In a recent review, Vice President-elect Kamala Harris acknowledges her support for ending marijuana prohibition.
"There has been a lot that has been distorted about my record, so let me be very clear: I committed my career to reforming the criminal-justice system and to correcting those things that I was born knowing were wrong, were flawed and harmed the community. I'm proud of the work that I did. Was I able to reform the entire system? No, I was not, regrettably. But I continue to work on it.
"That's why I have been a national leader on saying that we need to legalize marijuana."
Harris is the lead Senate sponsor of the MORE Act that would deschedule marijuana, hence legalize it.
Her career began in 1990 as the deputy district attorney for Alameda Country in California. She held that job for eight years. San Francisco district attorney Terence Hallinan hired her to run the office's career criminal unit in 1998. Two year later Harris took a job in the city attorney's office. In 2003, she upset Hallinan in the DA race. In 2010, Harris was electeed attorney general of California, the first Black woman to ever hold the position. She was reelected in 2014.

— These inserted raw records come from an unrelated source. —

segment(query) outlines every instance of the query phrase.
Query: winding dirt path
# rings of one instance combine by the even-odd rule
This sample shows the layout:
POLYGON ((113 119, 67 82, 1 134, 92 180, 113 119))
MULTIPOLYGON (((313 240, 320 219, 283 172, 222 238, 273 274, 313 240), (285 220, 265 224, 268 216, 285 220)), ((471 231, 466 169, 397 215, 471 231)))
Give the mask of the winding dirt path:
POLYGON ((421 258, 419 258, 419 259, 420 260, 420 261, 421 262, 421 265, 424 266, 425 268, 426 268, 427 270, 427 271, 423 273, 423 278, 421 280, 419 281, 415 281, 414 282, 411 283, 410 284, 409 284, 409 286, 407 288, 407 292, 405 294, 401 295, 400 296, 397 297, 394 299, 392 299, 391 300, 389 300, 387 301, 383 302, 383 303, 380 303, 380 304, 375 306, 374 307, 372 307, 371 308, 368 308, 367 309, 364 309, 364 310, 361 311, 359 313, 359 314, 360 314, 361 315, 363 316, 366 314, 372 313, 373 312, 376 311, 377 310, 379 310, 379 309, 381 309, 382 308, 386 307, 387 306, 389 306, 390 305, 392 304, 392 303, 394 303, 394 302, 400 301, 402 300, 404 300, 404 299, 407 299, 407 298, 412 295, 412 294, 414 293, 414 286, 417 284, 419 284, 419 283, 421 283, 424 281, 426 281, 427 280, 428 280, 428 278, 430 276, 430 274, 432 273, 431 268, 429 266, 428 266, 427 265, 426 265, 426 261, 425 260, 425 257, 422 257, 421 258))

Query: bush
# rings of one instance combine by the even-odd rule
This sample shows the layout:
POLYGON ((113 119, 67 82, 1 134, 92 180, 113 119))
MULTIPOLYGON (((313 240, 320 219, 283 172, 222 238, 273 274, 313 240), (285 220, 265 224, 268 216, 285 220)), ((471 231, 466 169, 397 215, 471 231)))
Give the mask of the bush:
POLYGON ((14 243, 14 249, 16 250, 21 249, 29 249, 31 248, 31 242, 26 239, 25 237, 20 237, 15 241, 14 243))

Much was made of Harris' record as AG during the Democratic primaries. The biggest charge was that more than 1,500 people went to jail on felony marijuana charges from 2011-2016. But as Freedom Leaf revealed, those numbers consistently declined on her watch from 817 convictions in 2011 to 137 in 2016.
In 2016, Harris was elected to the Senate. She's now poised to become the first Black/South Asian vice president of the United States.